Elya snapped his fingers and Hedgebot crawled up from the floor to perch on the headrest at eye level. It chittered in digital tones at the turtle in the boy’s lap.
Hedrick smiled. “What’s he do?”
Hedgebot gave off a soft blue nimbus. “He helps keep me safe. And he’ll help keep you safe, too, while you’re with me.”
“How does he do that?” the boy asked.
“When he detects danger nearby, he turns red. See how he’s blue now?” Hedrick nodded. “He’s also a pretty good pilot. Saved my life up there today.” Elya pointed at the sky.
Something about this twist of the conversation turned the boy off. He wouldn’t say anything else, though Elya tried to coax more out of him.
“He’s had a rough day,” Heidi said.
“Totally understandable. Now, let’s see if we can find that priest of yours.”
The skimmer’s battery died four kilometers later. Though the sun had stepped behind the mountain peaks, there was light enough to last for two or three hours of hiking. They climbed out of the skimmer and Elya hiked his ruck onto his back.
Neither Heidi nor the boy had time to pick up supplies of their own, so there wasn’t that much to carry. Elya’s pack held a couple liters of water, a dozen pre-packaged rations, the insulated blanket, flares, and a few other necessary items. He had his hatchet and his blaster as well, so even if they had to camp for the night, their chances looked good.
He told Heidi so.
“We won’t need to camp,” she said. “It’s not much farther.”
They followed the game trail into increasingly rocky terrain. They had climbed more than two or three thousand meters in elevation since leaving the valley, and by this point, trees had been replaced by sparse shrubs and the grass had all but thinned to dirt.
They followed the trail as it wound ever upward. Even had the skimmer’s battery lasted longer, they wouldn’t have been able to use it to navigate this terr
ain, with the narrow trail and the ever-larger boulders. He was relying entirely on Heidi’s ability to lead them to wherever this priest had holed himself up. Elya fretted silently, yet Heidi hurried onward, sure-footed and solid. And the boy, though he tended to drag his feet and kick small rocks and roots, did not complain and was careful to keep close. Hedgebot, glowing a soft blue, lit the boy’s way while Hedrick made a game of trying to catch him.
They hiked, stopping occasionally to rest and take sips of the water in Elya’s pack. He was careful to conserve it, even showing the boy how to project how long the water would last by counting the ticks on the side of each bottle.
Heidi stopped at the next fork. The trail to the right wound up along an exposed slope, its scree-covered incline angling down into darkness. The other way meandered left and then cut into a ravine.
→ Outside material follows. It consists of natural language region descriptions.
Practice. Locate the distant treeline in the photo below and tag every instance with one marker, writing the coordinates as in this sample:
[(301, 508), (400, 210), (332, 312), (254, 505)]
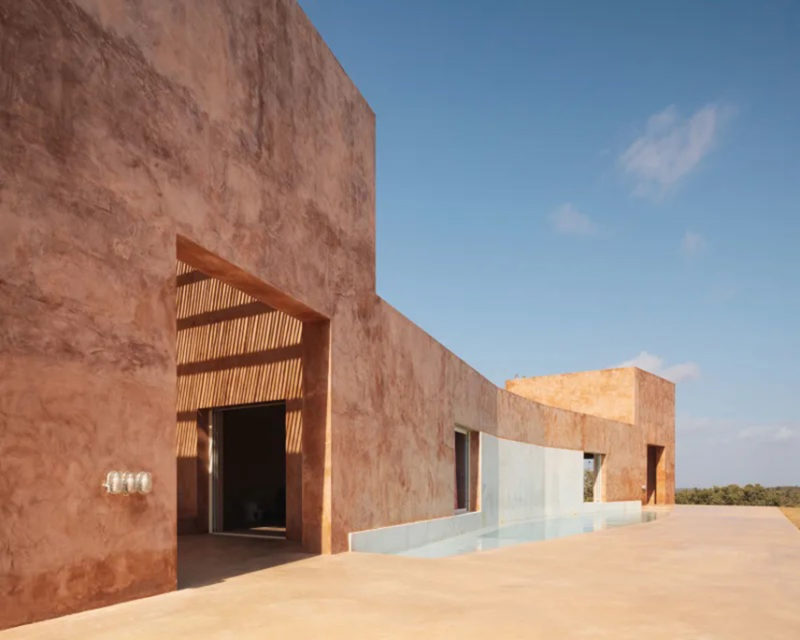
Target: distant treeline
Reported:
[(750, 494)]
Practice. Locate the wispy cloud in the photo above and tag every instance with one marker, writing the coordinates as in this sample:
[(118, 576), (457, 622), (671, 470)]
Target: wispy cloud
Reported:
[(768, 433), (655, 364), (568, 220), (670, 148), (692, 243)]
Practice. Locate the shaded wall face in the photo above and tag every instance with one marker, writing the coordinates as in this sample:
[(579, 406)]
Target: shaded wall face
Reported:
[(232, 350), (125, 125)]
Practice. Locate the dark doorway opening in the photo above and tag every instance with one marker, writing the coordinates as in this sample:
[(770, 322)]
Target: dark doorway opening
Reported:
[(654, 454), (249, 470)]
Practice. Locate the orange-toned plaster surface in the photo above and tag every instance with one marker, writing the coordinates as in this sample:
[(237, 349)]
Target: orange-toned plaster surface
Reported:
[(228, 136), (635, 409)]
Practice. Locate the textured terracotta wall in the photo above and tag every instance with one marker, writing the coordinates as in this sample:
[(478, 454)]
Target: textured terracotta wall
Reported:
[(655, 410), (398, 395), (124, 125), (230, 128), (232, 349), (608, 393)]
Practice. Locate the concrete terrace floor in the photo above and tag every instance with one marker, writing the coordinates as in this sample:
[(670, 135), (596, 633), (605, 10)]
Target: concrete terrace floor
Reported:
[(701, 572)]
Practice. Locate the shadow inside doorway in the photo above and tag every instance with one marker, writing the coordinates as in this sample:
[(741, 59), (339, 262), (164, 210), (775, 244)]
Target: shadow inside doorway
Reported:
[(204, 559)]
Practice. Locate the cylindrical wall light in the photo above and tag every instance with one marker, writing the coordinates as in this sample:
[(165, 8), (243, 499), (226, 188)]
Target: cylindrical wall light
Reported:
[(127, 482)]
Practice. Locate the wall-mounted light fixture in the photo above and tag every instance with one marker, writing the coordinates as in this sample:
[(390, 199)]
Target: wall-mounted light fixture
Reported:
[(127, 482)]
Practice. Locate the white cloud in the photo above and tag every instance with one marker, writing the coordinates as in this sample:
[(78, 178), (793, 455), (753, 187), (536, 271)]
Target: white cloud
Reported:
[(568, 220), (692, 243), (670, 148), (767, 433), (654, 364)]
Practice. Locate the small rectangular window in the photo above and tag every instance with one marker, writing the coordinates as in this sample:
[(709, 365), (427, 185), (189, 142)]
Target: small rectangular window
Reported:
[(462, 470)]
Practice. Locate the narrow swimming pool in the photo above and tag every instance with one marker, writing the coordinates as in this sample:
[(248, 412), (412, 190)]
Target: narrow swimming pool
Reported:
[(526, 531)]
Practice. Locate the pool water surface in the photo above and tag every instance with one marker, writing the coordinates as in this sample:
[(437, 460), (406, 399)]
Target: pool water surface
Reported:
[(526, 531)]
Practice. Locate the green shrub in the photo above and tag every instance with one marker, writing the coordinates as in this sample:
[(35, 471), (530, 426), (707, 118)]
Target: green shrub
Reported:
[(750, 494)]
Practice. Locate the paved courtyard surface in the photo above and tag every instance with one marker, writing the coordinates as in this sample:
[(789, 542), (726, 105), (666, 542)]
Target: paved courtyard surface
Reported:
[(701, 572)]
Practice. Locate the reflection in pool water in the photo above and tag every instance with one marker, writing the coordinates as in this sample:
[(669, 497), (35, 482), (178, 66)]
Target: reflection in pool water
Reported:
[(526, 531)]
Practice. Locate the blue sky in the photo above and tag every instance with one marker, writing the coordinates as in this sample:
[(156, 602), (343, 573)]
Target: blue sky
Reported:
[(569, 186)]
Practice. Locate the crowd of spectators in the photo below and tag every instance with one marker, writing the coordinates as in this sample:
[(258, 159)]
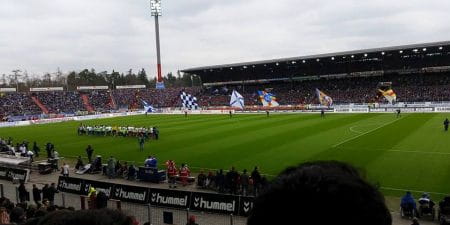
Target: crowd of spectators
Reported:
[(169, 97), (101, 100), (233, 182), (61, 101), (409, 88), (45, 213), (17, 104)]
He couldn’t quite tell from here, but Elya thought the ravine walked down into a canyon and was reminded of the flight simulation he’d run just that morning. Had the AI somehow known that he would have to navigate a canyon later that day? He shook his head. Those training runs that morning seemed so long ago. There was no way the shipboard AI could have known he would come here. An uncanny coincidence, that was all. Still, it unnerved him.
Heidi hadn’t moved.
“Which way?” he asked.
She muttered under her breath, glancing back and forth until she settled on the left-hand path. “This way.”
“Are you sure?”
“Sort of.”
“How sure is sort of sure?”
“I followed his directions…”
“You’ve never been here?”
“Well, no, but it seemed so simple…”
Elya groaned. Heidi had no clue where she was going. She was going to take them up into the mountains and get them all lost. The water and rations in his pack suddenly seemed much more precious. They only had enough light for maybe an hour before they would have to make camp. He itched to take the cube out of his pack and try it again but fought down the urge as well as his mounting frustration. He took three full breaths as they taught him to do in pilot training to maintain calm and focus. He tried to detach himself from the situation, to assess it logically. He reviewed the standard operating procedures for a downed starfighter pilot.